The study expressed great concern over what it called “the abuse of the Holocaust as a political tool … the equation of Israelis/Zionists/Jewish supporters of Israel with Nazis became practically an axiom in demonstrations and in expressions voiced in the political and academic arena. The equation of the Star of David with the swastika symbolizes the ultimate evil — extreme brutality and a disregard for human values — and implies that those that allegedly behave like Nazis, the monster of the modern era, have no right to exist.”
Anti-Israel activists often insist they are not against Jews as individuals but are opposed to Israeli policies regarding the Palestinians.
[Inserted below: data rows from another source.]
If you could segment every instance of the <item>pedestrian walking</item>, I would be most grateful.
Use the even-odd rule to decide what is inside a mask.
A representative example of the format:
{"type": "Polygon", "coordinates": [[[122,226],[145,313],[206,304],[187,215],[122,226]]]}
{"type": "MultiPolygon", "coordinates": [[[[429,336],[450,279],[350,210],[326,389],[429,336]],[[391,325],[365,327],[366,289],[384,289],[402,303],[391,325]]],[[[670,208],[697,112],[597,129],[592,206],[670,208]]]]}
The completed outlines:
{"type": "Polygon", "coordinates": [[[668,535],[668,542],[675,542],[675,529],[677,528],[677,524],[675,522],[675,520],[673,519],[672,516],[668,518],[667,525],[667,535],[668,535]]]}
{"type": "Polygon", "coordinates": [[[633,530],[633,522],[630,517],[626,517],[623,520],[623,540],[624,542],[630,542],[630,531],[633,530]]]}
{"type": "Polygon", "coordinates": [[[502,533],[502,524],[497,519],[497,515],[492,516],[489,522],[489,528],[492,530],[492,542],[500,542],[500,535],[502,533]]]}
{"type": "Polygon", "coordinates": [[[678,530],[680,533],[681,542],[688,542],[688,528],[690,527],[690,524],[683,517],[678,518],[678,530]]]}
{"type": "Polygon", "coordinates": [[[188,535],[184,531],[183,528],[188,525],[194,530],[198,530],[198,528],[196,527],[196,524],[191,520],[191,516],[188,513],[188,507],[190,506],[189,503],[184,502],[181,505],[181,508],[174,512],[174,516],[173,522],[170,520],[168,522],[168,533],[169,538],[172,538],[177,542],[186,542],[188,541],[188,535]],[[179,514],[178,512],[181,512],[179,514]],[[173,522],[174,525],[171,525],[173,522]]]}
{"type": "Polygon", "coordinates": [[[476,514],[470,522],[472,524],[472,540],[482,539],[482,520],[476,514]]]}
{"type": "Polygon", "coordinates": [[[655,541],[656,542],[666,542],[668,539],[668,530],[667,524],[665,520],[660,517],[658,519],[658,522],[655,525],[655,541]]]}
But the study insists that those distinctions are being blurred. “Incited by demonization of Israel and the idea that ‘Jews must pay,’ perpetrators of anti-Semitism make no distinction between Israel and Jews worldwide, who for them are part of a single evil entity.”
The study was released the day before Holocaust Remembrance Day. Sirens sounded nationwide in Israel for two minutes Monday in observance.
In remarks Sunday night at a state commemoration of the day, Israeli Prime Minister Benjamin Netanyahu took note of anti-Israeli sentiment.
“Here we are today again, witnesses to the fire of the new-old hatred, the hatred of the Jews, that is expressed by organizations and regimes associated with radical Islam, headed by Iran and its proxies,” Netanyahu said.
Netanyahu called on nations to oppose such sentiment. “If we learned anything from the lessons of the Holocaust, it is that we must not remain silent and be deterred in the face of evil.”
CNN’s Kevin Flower contributed to this report.